White House Can't Justify Letting Free Russia's 'Merchant of Death'


White House Press Secretary Karine Jean Pierre was asked by Fox News correspondent Peter Doocy why the prisoner swap between Russia and the United States was so favorable to the former, after WNBA player Brittney Griner was traded for infamous arms trafficker Viktor Bout.

“Why did Russia get such a better deal?” Doocy asked, to which Jean Pierre responded, “Look, you know, I’ve talked about this. And I’ll say this again. Here were our choices. Our choices was Brittany, or no one at all, bring home one American or no American at all. And that’s that.

Doocy shot back at the press sec, saying “They gave up a professional athlete. We gave up a prolific arms dealer who was convicted of trying to kill Americans, who was called the ‘Merchant of Death’.”

The Biden administration originally had offered to swap Griner and Paul Whelan, a US Marine veteran who has been in Russian custody since 2018 for espionage, for Bout. The trade was then reduced to a one-on-one trade.

Another question was asked regarding Bout’s reputation as the “Merchant of Death,” to a senior administration official. “How was it acceptable to trade a woman who is wrongfully detained for a criminal who is so notorious he has the nickname “The Merchant of Death”? And given the notoriety of Bout, how do you avoid governments looking around the world and thinking, “Well, geez, if I just take one of theirs, we can get back someone even bigger that’s one of ours?” Thanks.

The response by the official was, “So I guess we start by asking ourselves this question: How is it acceptable for someone like Brittney Griner to be put through sham proceedings and forced to spend, as she was sentenced to, nine years in a Russian penal colony in horrific circumstances that she did not deserve? And we regard that as unacceptable.

And from there, we work to make it not so and to bring Americans home. We try to explore all sorts of alternatives. We try to pay, of course, as little a price as possible. But ultimately, we feel there’s a moral obligation, frankly, as well as a policy obligation to bring people who are being held hostage or wrongfully detained home.

And I would also emphasize that the best antidote to future predicaments like that is avoiding these types of cases arising in the future,” the official said, in a strange instance of victim blaming.

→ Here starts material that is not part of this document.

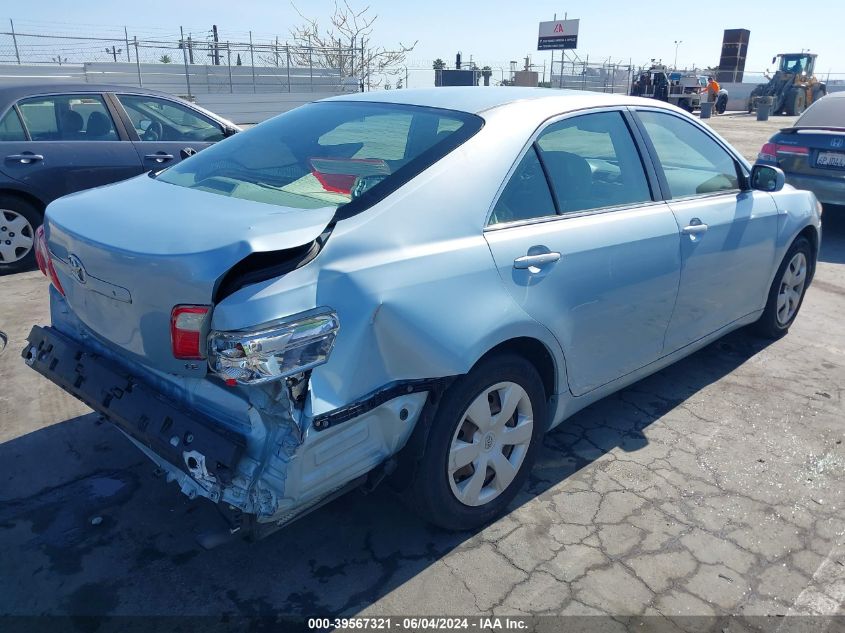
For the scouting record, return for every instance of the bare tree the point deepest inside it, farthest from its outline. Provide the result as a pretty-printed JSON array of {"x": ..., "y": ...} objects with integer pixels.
[{"x": 345, "y": 45}]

They continued “… It is also why we have tried to make even starker, even clearer to the American people and the traveling public where they are at risk.

“So, in addition to the particular language of travel advisories that have long warned Americans about the risk of wrong detention by certain foreign governments, that “D” for wrongful detention indicator, which joined a previous “K” for kidnapping indicator, and has been applied to six countries, are a — that represents part of that effort to guide Americans away from the choices that can land them and us, as a government, in this type of very challenging predicament in the first place.